Kalbim niye böyle atıyordu? Derin bir nefes alıp, kendime çeki düzen vermeye çalıştım. Burada böyle tanımadığım bir adamın karşısında fazlaca durmuştum zaten. Yürümek için ilk adımı attım. Göz ucuyla tekrar baktığımda bu sefer ağaca baktığı gördüm. Ben yanından yürüyüp giderken o da ağaca doğru yürüdü. Artık ardımda kalmıştı tanımadığım bu adam. Adımlarım anlık olarak duraklasa da hemen toparlanıp hızla yürümeye başladım. Ama saniyeler içinde beni sesiyle durdurmuştu.
"Bu senin mi?"
Kaşlarımı çatarak ona döndüm. Önce gözlerine baktım. Gözleriyle elini işaret edince bakışlarımı eline çevirdim. Elinde bir zincir sallanıyordu. Ona doğru biraz daha yaklaştım. Babamın zinciriydi bu. Bunu anlamamla birkaç adımda yanına gidip avcunun arasından aldım zinciri.
Nasıl düşürmüştüm bunu? Nasıl düşmesine izin vermiştim? Ya bu adam olmasaydı? Ya bulmasaydı? Bana söylemeseydi? Ne yapardım ben?
Babama ait bir sürü şeyim vardı. Ondan bana hatıra kalan. Bir sürü mektup, bir tesbih koleksiyonu. Bana bıraktığı güzel bir albüm. Daha bir sürü şey. Ama bu zincir, sadece bir zincir değildi. Annemin ilk kazandığı maaşla babama aldığı hediyeydi. Annem için de anlamı büyüktü. Ama babam için anlamı bambaşkaydı. Yıllarca, bu yaşına kadar, bu zinciri boynunda taşımıştı. Bense onu az kalsın kaybediyordum.
"İyi misin?" diye sordu bu defa. Başımı ağır ağır kaldırıp ona baktım. Ona bakarken gözümden bir damla yaş aktı. Avcumun içindeki zinciri sıktım. Boş olan elimi kaldırıp, gözümden akan yaşı sildim. Başımı aşağı yukarı salladım.

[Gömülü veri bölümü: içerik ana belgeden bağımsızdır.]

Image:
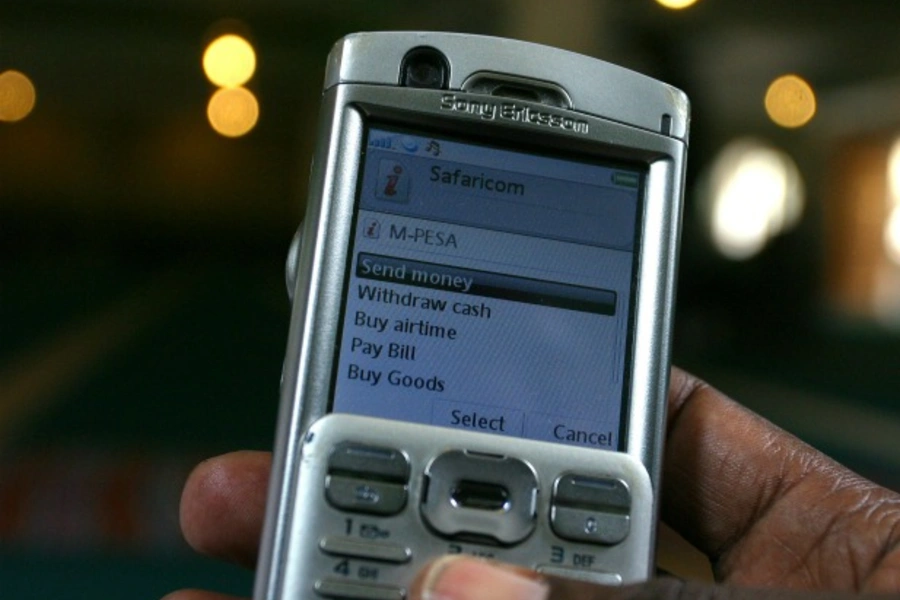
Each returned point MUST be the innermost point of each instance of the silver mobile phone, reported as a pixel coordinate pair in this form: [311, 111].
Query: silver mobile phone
[479, 345]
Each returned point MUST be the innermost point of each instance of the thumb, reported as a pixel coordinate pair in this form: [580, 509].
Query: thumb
[462, 578]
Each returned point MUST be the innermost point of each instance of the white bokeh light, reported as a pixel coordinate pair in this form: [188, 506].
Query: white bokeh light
[754, 193]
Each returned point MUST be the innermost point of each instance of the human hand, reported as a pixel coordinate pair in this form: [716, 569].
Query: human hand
[769, 511]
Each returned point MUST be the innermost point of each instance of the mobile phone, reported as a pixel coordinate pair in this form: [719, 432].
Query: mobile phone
[478, 353]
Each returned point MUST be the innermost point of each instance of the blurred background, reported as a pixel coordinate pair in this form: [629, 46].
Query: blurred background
[145, 214]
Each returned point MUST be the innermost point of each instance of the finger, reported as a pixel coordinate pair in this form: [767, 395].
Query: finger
[767, 508]
[461, 578]
[223, 505]
[199, 595]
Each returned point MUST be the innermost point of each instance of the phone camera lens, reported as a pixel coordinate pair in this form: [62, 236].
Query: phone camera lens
[425, 67]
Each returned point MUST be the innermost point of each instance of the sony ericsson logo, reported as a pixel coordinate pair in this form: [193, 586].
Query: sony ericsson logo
[512, 111]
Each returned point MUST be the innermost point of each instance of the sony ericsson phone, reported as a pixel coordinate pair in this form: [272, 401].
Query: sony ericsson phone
[482, 295]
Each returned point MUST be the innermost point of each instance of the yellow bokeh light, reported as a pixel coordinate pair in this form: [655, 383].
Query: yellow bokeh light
[17, 96]
[233, 112]
[229, 61]
[892, 235]
[676, 4]
[790, 101]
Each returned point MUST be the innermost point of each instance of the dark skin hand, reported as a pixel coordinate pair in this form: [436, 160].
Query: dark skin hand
[777, 519]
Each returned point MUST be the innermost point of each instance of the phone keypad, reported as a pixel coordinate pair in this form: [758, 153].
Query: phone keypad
[463, 495]
[367, 479]
[355, 548]
[590, 509]
[350, 590]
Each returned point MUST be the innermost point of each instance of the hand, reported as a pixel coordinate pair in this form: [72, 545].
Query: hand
[769, 511]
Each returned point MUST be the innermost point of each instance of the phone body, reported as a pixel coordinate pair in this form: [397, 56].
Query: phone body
[478, 354]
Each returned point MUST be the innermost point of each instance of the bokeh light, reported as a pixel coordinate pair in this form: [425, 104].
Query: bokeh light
[755, 192]
[17, 96]
[229, 61]
[894, 172]
[790, 101]
[676, 4]
[233, 112]
[892, 235]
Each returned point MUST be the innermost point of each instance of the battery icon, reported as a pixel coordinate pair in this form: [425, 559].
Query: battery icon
[625, 179]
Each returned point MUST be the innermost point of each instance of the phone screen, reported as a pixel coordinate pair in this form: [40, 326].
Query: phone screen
[490, 289]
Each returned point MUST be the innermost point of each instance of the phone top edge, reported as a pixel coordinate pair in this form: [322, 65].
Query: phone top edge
[595, 87]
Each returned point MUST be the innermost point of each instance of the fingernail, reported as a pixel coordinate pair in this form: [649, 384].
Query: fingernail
[460, 578]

"Teşekkür ederim." dedim önce. Dudaklarımı yaladım ve konuşmama devam ettim. "Kaybetmeyi göze alamayacağım bir şeydi. Çok sağ ol."
Gözleri gezindi tüm benliğimde. Ne düşündüğü anlaşılmıyordu. Sonunda konuşup "Senin için bu kadar önemliyse, daha dikkatli ol. Üzülme sonra." dediğinde yüzünde tek bir mimik bile oynatmadığını fark ettim. Dümdüzdü bakışları. Ama delici ve keskindi. Gözlerimin içine bakmıyordu sadece, tüm benliğime bakıyormuş, ruhuma kadar yetişiyormuş gibi hissettiriyordu bana.
"Hava da kararmaya başladı. Ben kaybolmadan gideyim en iyisi."
"Ben de geleyim seninle. Tek başına yürüme ormanda."
"Gelmene gerek yok. Ben giderim."
"Ormanda yatmayacağım herhalde. Benim de eve gitmem lazım." dedi ciddi bir ses tonuyla.
"Peki o zaman." dedim sadece. Yürümeye başladık beraber. Ama hiç konuşmadık. Arada bir birbirimize baktık. Konuşmak için ikimizde ağzımızı açmadık.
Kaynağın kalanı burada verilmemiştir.